The Time Warner Cable office is shown in Carlsbad, California November 5, 2012. REUTERS/Mike Blake·Reuters

(Reuters) - Time Warner Cable Inc cut its full-year revenue growth forecast after losing more video customers than analysts had expected from a month-long blackout of No. 1 U.S. broadcaster CBS Corp.

Time Warner Cable, which also posted an unexpected decline in internet customers in the third quarter, said it expected full-year revenue to grow 3 percent to 3.5 percent, down from its previous forecast of 4 percent to 5 percent.

The second-largest U.S. cable operator posted third-quarter revenue that missed analysts' estimates after losing 304,000 video customers on a net basis, more than the 182,100 expected by Wall Street, according to research firm StreetAccount.

CBS went dark on Time Warner Cable systems on August 2 in New York, Los Angeles, Dallas and other cities as the two companies bickered over content carriage fees. The network returned when the two sides settled their differences on September 2.

Credits issued to subscribers to compensate for the temporary blackout of CBS's Showtime channel cut Time Warner Cable's video revenue for the third quarter by about $15 million.

The company's quarterly results were also hit by a drop in internet customers, which are becoming an increasingly important source of growth for U.S. cable operators in the face of declining TV subscriptions and rising programming costs.

Time Warner Cable said it lost 9,000 high-speed internet customers on a net basis in the third quarter.
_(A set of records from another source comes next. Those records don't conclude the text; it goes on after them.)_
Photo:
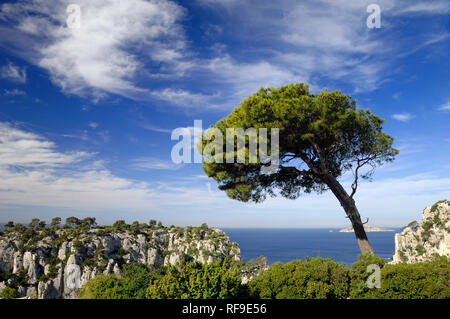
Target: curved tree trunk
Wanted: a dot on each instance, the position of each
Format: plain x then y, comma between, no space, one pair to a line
352,213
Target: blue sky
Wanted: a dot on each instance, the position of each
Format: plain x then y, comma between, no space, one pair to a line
86,113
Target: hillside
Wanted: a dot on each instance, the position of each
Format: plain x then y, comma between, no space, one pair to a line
419,241
54,262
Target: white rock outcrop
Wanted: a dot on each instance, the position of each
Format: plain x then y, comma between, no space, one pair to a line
54,264
422,240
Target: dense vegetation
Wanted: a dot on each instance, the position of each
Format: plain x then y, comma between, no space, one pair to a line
312,278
Analysts had expected 61,500 additions, according to StreetAccount.

Net income attributable to Time Warner Cable dropped to $532 million, or $1.84 per share, in the third quarter ended September 30 from $808 million, or $2.60 per share, a year earlier.

Excluding items, the company earned $1.69 per share.

Revenue rose about 3 percent to $5.52 billion.

Analysts on average had expected earnings of $1.65 per share on revenue of $5.54 billion, according to Thomson Reuters I/B/E/S.